The ILRS supports a wide variety of scientific and engineering studies including: global laser time transfer and relativity experiments, the Earth's gravity field and center of mass, tectonic plate motion and regional crustal deformation, polar motion and length of day, etc. Precise tracking of certain satellites, which host microwave or laser altimeters, can further provide highly accurate measurements of terrain elevation, ice accumulation, sea level and ocean currents, and seafloor topography. A few of the larger ground telescopes also track retroreflectors placed on the Moon by US and Soviet landers.

Ranging beyond the Moon, however, requires larger telescopes and/or greater laser pulse energies due to a 1/R^4 range dependence of signal strength. However, if one utilizes a two-way laser transponder technique, the signal strength varies only as 1/R^2 and allows precision time transfer and ranging over interplanetary distances with modest spaceborne laser energies and telescope apertures. This was demonstrated by pointing the NASA Mars Orbiter Laser Altimeter (MOLA) toward a NASA ground Station and exchanging laser pulses over an 80 million km distance.

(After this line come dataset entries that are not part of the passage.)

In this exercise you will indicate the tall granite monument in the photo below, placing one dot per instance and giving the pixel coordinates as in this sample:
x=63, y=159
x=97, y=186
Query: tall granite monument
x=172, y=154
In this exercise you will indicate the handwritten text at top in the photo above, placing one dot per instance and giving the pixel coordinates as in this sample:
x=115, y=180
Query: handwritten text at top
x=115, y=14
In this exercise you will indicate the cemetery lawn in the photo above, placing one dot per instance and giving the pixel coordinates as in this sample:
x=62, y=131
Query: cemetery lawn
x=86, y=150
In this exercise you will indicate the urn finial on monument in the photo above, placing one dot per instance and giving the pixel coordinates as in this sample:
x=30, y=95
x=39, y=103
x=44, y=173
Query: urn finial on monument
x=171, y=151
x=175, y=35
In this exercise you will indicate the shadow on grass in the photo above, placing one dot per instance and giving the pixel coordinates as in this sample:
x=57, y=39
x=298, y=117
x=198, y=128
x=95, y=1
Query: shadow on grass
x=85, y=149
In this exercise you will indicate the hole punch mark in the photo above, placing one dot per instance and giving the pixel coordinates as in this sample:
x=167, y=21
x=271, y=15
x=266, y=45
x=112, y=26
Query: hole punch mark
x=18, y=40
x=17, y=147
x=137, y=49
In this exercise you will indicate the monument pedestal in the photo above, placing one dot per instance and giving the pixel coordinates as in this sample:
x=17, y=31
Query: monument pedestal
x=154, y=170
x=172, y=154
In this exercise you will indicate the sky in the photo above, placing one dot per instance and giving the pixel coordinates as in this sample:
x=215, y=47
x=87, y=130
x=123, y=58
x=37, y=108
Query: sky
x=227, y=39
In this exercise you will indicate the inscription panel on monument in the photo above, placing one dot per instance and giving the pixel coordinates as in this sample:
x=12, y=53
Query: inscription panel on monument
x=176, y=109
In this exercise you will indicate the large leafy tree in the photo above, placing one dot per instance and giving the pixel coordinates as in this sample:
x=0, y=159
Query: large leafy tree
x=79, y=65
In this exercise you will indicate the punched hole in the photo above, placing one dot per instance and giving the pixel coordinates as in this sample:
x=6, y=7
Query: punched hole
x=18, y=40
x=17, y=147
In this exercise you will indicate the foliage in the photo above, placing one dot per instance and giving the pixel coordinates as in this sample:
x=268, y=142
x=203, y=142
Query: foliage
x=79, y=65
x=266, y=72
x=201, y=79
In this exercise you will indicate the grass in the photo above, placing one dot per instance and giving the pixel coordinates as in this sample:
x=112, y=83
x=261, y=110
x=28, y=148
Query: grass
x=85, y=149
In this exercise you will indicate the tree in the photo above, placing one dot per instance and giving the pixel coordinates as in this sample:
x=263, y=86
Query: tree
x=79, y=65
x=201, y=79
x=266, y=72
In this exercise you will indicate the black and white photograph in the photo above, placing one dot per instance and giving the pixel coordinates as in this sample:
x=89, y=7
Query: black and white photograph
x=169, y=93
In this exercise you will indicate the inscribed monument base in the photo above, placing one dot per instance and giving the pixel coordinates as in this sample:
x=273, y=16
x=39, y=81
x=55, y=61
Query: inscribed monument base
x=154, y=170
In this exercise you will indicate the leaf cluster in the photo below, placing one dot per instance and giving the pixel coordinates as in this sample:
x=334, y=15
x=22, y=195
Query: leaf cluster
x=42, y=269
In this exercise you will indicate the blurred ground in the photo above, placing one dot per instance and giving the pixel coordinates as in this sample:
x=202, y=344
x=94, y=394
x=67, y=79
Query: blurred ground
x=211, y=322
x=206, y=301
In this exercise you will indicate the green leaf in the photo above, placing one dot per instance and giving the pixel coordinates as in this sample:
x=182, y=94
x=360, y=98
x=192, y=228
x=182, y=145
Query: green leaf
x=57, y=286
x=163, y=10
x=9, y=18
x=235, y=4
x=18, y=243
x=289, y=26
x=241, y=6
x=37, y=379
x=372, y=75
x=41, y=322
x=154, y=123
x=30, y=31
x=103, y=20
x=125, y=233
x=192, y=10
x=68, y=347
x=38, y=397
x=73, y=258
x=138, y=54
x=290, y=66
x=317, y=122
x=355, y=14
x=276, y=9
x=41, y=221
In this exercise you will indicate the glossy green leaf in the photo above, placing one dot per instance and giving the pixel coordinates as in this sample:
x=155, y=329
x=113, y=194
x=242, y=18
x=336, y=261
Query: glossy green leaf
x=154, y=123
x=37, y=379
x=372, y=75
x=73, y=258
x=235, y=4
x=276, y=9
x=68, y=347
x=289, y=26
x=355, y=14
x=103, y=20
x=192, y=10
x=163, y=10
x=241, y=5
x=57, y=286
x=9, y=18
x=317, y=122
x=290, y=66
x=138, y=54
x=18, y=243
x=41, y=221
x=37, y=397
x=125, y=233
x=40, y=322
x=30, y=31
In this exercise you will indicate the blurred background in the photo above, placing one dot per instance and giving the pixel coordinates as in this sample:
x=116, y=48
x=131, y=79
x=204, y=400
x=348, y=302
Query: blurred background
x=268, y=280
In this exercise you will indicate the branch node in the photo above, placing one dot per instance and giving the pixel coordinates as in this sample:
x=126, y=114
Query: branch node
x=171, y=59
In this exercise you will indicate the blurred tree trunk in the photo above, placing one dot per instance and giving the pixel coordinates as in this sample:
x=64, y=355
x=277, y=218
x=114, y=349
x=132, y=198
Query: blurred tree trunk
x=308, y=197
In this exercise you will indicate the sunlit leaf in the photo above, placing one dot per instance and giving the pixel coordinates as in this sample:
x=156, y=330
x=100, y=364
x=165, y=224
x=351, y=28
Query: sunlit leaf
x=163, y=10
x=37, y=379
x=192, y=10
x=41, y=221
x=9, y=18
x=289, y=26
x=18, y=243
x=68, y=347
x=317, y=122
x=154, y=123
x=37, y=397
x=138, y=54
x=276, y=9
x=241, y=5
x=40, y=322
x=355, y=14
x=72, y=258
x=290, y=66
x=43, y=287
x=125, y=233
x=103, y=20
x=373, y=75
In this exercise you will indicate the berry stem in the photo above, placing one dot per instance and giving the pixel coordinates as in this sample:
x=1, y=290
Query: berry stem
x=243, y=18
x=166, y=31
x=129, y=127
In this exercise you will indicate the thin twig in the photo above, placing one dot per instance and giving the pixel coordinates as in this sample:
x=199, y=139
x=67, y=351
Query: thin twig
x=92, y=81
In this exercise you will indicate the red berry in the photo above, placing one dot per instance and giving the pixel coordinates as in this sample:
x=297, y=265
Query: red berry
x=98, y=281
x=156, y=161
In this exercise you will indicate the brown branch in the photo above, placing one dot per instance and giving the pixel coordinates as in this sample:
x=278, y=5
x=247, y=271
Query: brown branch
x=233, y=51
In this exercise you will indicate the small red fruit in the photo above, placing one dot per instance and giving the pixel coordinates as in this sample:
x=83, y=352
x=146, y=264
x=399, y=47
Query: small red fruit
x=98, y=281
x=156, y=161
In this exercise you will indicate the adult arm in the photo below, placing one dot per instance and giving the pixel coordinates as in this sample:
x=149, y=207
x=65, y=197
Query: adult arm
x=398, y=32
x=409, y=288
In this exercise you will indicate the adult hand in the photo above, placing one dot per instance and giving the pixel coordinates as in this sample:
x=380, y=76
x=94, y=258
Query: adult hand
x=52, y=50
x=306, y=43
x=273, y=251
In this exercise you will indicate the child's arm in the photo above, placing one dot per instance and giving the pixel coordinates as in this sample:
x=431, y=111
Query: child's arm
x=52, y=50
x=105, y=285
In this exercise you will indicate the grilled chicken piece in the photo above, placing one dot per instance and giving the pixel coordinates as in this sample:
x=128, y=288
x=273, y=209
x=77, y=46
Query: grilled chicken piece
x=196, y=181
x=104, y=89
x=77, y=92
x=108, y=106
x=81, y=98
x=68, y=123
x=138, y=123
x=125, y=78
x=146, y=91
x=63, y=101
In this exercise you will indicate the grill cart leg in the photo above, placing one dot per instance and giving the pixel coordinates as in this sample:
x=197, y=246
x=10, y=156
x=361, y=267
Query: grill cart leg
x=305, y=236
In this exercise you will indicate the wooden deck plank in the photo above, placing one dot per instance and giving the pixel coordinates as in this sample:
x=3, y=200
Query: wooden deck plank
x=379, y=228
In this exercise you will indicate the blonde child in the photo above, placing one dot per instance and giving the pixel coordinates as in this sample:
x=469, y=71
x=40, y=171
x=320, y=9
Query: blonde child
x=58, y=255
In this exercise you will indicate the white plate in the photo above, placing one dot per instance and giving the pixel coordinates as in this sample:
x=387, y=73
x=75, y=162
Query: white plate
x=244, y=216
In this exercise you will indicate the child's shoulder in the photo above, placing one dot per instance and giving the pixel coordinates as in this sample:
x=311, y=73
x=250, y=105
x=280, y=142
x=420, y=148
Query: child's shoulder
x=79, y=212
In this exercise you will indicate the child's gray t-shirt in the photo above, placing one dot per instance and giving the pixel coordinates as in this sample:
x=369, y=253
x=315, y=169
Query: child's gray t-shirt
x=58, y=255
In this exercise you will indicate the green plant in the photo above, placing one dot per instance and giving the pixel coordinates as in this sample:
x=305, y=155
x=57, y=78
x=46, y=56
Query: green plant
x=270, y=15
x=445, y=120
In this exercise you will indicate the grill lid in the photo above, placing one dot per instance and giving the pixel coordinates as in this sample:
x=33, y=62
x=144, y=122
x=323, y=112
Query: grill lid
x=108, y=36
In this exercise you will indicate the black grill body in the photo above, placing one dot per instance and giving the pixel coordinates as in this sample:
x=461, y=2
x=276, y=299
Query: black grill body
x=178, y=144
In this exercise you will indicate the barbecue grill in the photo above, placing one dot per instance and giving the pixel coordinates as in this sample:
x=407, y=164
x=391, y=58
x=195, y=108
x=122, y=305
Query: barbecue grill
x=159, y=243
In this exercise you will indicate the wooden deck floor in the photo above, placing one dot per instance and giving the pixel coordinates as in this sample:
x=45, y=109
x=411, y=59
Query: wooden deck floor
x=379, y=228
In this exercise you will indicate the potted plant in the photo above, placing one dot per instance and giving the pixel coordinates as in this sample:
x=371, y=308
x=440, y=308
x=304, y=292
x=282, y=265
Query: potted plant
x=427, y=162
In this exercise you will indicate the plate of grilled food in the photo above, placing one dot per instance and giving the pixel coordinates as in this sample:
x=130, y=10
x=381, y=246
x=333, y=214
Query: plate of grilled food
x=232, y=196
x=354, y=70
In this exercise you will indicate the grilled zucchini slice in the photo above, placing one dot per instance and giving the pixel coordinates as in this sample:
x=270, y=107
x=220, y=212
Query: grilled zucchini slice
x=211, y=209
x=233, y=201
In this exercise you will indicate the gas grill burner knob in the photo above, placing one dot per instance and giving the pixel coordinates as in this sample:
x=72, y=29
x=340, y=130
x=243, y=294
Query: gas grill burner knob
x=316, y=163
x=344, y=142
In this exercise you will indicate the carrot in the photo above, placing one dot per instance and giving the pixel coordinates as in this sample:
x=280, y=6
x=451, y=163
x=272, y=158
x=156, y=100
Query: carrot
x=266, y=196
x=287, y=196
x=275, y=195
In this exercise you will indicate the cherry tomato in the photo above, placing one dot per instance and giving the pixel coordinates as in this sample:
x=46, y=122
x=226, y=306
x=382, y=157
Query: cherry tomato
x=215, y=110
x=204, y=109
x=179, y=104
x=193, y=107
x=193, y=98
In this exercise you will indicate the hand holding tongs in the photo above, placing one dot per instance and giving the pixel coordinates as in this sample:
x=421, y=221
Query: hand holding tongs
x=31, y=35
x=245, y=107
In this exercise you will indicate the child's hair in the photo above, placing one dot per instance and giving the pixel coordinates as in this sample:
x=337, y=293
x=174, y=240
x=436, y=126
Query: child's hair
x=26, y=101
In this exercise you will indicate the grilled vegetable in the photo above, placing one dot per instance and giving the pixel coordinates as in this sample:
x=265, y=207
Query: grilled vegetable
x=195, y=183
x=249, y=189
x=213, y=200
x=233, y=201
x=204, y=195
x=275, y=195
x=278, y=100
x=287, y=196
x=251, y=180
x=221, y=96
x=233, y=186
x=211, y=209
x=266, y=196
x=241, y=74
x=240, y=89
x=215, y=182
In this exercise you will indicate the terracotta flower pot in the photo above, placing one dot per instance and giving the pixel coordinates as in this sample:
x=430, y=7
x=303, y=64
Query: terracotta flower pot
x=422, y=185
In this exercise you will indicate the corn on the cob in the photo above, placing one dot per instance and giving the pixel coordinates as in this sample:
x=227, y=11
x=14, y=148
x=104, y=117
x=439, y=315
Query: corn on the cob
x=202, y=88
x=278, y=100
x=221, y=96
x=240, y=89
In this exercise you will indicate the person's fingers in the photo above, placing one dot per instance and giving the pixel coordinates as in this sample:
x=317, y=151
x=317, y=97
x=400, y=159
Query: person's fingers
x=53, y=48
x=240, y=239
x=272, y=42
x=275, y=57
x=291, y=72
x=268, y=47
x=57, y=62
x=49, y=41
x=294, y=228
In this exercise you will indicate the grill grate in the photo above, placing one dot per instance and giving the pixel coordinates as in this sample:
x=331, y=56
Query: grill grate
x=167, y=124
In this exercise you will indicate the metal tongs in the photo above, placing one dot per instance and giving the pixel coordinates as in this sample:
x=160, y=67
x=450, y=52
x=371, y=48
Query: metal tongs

Subject Matter Level: Intermediate - Assumes basic knowledge of the topic

What You Will Learn:

• An overview of subcentimeter satellite and lunar laser ranging technology, and its science and engineering applications
• How satellite laser ranging enhances the accuracy and applications of spaceborne microwave and laser altimeter measurements
• An introduction to two-way laser transponders, which extend precise ranging and time transfer over interplanetary distance

Who Should Attend:

• Researchers interested in the applications of satellite ranging technology such as relativity, global time transfer, subcentimeter satellite positioning, gravity fields, geophysics, climate change effects on sea level, land and ice topography, bathymetry, interplanetary ranging and time transfer, etc.

About the Presenter: John Degnan, Independent Technical Consultant

Dr. John Degnan is presently a semi-retired Independent Technical Consultant following a 38 year Civil Service career at NASA Goddard Space Flight Center (GSFC) in Greenbelt, MD (1964-2003) and a subsequent 16 year career as Chief Scientist at Sigma Space Corporation in Lanham, MD (2003–2018). Supervisory positions at GSFC included Head, Advanced Electro-Optical Instrument Section; Deputy Manager, NASA’s Crustal Dynamics Project; and Head, Space Geodesy and Altimetry Projects Office. From 1988 to 1992, he also served as a Distinguished Adjunct Professor of Physics at The American University in Washington DC where he taught a two semester graduate course in Quantum Electronics. Dr. Degnan is a Fellow of Optica.